Se diluye la verdad que pretendía con rigor desvelar. Se oculta, enmascarada tras los encontrados recuerdos en los que me sumergí para descifrarla. En estas reflexiones introspectivas, nos vence alguna concesión que caricaturizará la simpleza del acto de vivir, hasta el punto de hacerlo irreconocible y al fin, el hilo del relato, poco a poco nos arrebatará la furia de vivir y nos condicionará a representar por momentos a personajes con recursos literarios. ¿Quién dice que la literatura no es importante?
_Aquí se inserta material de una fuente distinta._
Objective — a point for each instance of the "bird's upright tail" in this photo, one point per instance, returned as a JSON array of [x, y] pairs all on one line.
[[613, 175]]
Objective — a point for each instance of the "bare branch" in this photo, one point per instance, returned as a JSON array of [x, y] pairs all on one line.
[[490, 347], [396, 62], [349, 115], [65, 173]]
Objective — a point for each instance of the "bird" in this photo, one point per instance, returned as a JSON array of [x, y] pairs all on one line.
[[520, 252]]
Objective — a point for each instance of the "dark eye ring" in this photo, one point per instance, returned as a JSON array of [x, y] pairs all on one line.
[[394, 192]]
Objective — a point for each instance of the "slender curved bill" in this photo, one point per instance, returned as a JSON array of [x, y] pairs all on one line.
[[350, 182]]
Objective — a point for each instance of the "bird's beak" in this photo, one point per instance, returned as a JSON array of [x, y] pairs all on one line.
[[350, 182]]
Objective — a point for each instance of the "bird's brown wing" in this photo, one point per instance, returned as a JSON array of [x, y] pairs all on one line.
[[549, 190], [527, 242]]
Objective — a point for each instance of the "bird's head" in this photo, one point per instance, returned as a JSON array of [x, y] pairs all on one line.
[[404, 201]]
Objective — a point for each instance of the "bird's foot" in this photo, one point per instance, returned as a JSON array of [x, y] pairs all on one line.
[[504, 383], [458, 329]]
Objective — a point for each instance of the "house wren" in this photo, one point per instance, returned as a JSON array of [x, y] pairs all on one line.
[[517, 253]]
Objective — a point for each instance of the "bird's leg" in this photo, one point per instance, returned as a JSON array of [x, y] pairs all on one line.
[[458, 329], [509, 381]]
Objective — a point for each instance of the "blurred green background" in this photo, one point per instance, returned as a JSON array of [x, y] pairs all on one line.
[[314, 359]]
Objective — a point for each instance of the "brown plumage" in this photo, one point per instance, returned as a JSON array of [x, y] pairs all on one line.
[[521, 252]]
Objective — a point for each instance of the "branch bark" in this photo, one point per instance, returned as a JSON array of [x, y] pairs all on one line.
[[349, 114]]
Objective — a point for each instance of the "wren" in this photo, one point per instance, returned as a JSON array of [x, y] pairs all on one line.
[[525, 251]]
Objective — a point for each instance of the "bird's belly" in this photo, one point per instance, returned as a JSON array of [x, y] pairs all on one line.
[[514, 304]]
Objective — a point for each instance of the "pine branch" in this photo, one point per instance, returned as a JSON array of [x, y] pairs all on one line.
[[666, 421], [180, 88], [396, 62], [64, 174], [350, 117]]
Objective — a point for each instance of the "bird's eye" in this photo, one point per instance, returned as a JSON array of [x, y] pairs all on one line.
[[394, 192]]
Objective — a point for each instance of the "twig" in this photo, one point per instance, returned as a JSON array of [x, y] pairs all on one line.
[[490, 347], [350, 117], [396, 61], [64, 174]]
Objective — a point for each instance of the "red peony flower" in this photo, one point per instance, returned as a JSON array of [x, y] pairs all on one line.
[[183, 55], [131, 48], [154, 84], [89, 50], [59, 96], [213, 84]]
Así al iniciar esta crónica como en todas, busco las razones que me impulsan a hacer esto y no lo contrario, sin atinar que las razones son prescindibles, pero descubriendo también lo poco que cuesta, a poco de insistir, el encontrar variadas razones para justificar las acciones más peregrinas.

Guardo más motivos para no viajar que para viajar y nunca me pregunto, cuando decido hacerlo el porqué lo hago si no es que, luego, o desde el mismo instante, pretenda relatar lo acaecido. La cuestión es que sin comerlo ni beberlo, unas cuantas veces cada año, me encuentro en trance de viajar, en este caso fue en doméstica aventura, o sea, por territorio conocido, y así, estos días pasados me dio por acudir al reclamo del día el libro en Barcelona.

La libertad que siempre me regaló Barcelona contrasta con el recuerdo de aquellos que como Fe, (que ahora anda ensimismada en quien sube y como bajan por las escaleras sospechosos y misterios) la ciudad oprime.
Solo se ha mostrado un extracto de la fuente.